436-355 Design/Control 1

Students will be expected to be familiar with material covered in 436-105 Engineering Communications, 436-203 Manufacturing Studies 1 and 436-204 Systems Modelling, 436-221 Engineering Design and Materials 2 or 436-223 Design and Materials 2 - Environmental.

Unit 1, Engineering Design: Upon completion of this unit, students should be skilled in synthesising solutions to open-ended design problems at an intermediate level of complexity in mechanical engineering, skilled in the management of design projects requiring the solution of such problems; have gained an appreciation of computer-based methods in concurrent design; and have gained a deep understanding of the concepts and methods of designing for quality, of managing variability and of integrating design with downstream manufacturing operations.

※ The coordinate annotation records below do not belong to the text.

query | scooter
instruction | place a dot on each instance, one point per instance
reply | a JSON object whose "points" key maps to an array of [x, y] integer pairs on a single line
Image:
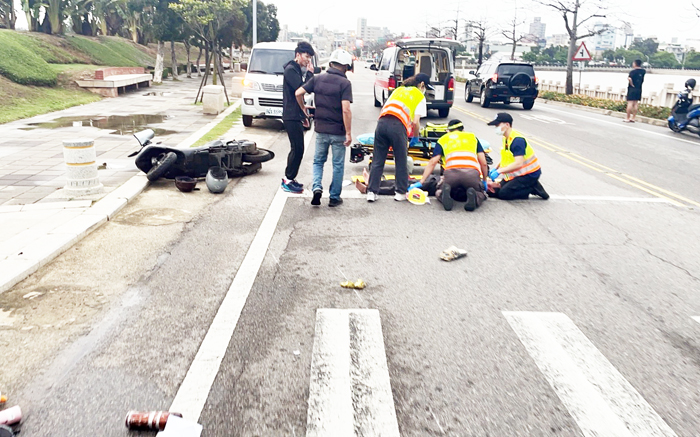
{"points": [[238, 158], [685, 115]]}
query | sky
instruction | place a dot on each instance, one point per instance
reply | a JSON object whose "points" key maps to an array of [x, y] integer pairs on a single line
{"points": [[676, 19]]}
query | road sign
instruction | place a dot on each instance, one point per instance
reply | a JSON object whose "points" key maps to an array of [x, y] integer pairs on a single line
{"points": [[582, 53]]}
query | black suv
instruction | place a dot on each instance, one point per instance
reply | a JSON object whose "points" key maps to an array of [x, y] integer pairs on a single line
{"points": [[507, 82]]}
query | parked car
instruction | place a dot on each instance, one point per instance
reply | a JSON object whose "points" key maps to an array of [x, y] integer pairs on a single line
{"points": [[262, 85], [432, 56], [506, 82]]}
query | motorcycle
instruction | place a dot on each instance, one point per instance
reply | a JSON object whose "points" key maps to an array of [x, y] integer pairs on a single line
{"points": [[685, 115], [238, 158]]}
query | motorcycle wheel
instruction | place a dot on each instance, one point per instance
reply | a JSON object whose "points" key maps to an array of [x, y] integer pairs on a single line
{"points": [[162, 166], [260, 155]]}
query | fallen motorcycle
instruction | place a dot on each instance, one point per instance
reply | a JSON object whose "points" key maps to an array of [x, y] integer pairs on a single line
{"points": [[238, 158]]}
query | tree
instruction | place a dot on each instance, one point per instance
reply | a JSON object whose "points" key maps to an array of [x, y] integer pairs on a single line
{"points": [[512, 36], [570, 11], [647, 46]]}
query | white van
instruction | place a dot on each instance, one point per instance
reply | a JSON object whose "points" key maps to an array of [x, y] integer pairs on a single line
{"points": [[262, 86], [432, 56]]}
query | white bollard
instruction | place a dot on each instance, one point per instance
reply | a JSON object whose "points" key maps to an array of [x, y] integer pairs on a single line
{"points": [[81, 174]]}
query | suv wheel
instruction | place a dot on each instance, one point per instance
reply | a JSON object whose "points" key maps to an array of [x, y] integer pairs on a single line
{"points": [[485, 101], [467, 95]]}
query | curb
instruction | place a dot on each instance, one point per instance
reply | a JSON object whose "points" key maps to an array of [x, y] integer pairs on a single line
{"points": [[609, 112], [43, 250]]}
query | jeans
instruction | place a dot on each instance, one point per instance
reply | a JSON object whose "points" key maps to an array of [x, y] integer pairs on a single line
{"points": [[335, 142]]}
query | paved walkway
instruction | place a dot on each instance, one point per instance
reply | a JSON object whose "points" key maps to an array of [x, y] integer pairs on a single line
{"points": [[37, 223]]}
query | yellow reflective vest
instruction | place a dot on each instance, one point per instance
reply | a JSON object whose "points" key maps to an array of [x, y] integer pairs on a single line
{"points": [[530, 165]]}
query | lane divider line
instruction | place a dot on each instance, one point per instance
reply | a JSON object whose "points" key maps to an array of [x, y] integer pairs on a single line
{"points": [[673, 198], [598, 397], [350, 391]]}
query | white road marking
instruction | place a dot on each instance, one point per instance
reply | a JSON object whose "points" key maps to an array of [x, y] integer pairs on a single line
{"points": [[598, 397], [350, 392], [622, 125]]}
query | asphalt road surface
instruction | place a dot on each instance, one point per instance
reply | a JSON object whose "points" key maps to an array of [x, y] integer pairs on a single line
{"points": [[576, 316]]}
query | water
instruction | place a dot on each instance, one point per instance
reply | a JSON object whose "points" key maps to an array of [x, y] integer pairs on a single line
{"points": [[118, 124]]}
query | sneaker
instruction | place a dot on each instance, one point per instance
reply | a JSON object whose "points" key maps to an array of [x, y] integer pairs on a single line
{"points": [[538, 190], [471, 200], [292, 187], [446, 197]]}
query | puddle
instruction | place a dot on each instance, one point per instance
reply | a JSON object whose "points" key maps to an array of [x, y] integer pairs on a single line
{"points": [[118, 124]]}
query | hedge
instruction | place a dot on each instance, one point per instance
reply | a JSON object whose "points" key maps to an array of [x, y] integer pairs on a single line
{"points": [[21, 65], [659, 113]]}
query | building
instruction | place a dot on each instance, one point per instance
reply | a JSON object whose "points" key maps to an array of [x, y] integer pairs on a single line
{"points": [[537, 28]]}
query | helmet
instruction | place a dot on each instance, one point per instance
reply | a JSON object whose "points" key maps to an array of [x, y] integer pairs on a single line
{"points": [[217, 180], [340, 56]]}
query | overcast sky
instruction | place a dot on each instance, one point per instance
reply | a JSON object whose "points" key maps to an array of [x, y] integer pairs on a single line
{"points": [[665, 20]]}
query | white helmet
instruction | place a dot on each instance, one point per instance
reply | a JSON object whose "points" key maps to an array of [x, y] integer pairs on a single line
{"points": [[340, 56]]}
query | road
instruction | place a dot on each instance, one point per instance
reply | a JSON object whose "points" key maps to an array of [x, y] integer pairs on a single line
{"points": [[577, 316]]}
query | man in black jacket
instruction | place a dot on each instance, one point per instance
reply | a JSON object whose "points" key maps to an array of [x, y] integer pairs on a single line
{"points": [[293, 117]]}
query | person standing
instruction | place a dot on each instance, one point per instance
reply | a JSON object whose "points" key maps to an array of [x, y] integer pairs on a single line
{"points": [[634, 90], [399, 118], [465, 166], [333, 95], [293, 117], [519, 166]]}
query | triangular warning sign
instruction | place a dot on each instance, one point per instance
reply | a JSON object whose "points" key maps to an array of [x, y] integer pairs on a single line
{"points": [[582, 53]]}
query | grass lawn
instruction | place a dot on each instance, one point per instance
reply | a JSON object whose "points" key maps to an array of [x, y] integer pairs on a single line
{"points": [[220, 129]]}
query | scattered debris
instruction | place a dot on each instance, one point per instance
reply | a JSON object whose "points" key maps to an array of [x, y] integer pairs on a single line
{"points": [[452, 253], [148, 420], [357, 285]]}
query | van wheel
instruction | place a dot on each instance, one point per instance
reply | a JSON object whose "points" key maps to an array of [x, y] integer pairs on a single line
{"points": [[485, 102]]}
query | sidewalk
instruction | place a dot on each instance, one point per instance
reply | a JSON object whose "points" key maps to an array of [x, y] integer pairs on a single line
{"points": [[36, 222]]}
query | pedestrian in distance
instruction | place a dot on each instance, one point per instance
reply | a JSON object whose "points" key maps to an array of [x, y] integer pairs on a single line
{"points": [[293, 117], [333, 120], [464, 162], [518, 166], [634, 90], [399, 119]]}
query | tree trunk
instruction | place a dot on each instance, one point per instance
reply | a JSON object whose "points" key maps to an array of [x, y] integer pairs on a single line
{"points": [[189, 62], [173, 60], [158, 73]]}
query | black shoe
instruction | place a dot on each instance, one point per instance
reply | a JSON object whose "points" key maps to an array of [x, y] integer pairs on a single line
{"points": [[538, 190], [446, 198], [316, 201], [471, 200]]}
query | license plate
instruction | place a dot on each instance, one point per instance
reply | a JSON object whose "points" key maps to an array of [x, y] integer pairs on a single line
{"points": [[274, 112]]}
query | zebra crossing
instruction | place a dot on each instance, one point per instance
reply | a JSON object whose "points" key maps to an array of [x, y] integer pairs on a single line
{"points": [[350, 392]]}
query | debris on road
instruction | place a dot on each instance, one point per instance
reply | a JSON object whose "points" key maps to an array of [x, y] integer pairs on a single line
{"points": [[452, 253], [357, 285], [148, 420]]}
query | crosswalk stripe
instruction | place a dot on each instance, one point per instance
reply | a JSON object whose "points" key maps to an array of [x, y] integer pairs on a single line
{"points": [[598, 397], [349, 392]]}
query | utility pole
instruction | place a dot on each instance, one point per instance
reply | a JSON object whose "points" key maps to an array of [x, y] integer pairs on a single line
{"points": [[255, 22]]}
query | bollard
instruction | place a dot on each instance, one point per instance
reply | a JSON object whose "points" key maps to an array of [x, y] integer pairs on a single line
{"points": [[81, 168]]}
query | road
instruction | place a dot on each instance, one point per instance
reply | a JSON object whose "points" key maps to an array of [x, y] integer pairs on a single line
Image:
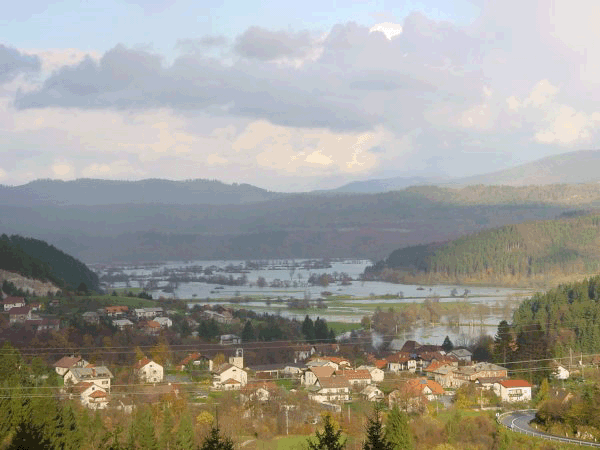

Topics include concurrent design of systems and products; computer-based techniques for geometric modelling, materials selection, service simulations and representation of manufacturing knowledge; management of variability in product geometry and performance; tolerance technology in 1-D, 2-D and 3-D applications, techniques for robust design; quality assurance in engineering design; and life cycle design, quality function deployment, causal networks and failure modes and effects analyses, ISO 9001 and traceability of critical decisions.

Unit 2, Control: Upon completion of this unit, students should be able to design simple control systems to start-up, shut-down and regulate the motion of a range of mechanical, electrical and hydraulic engineering systems commonly found in engineering practice, and to make effective use of computational aids for the design of these control systems.

Topics covered include sequence controllers, ladder diagrams, and PLCs; a review of mathematical representations of linear continuous dynamical systems, and of the relationships between model properties and system response characteristics; design specifications and strategies for linear control systems; classical compensator design using root locus and frequency response techniques; lag, lead, lag-lead, PID, cascade and feedback compensation; and application of Matlab or similar software as a systems design tool.

Two examination papers not exceeding two hours each; tests, continuous assessment of projects, assignments and laboratory reports not exceeding 40 pages. All components of assessment must be satisfactorily completed to pass the subject. Students will be notified of the weighting of assessment components at the beginning of semester.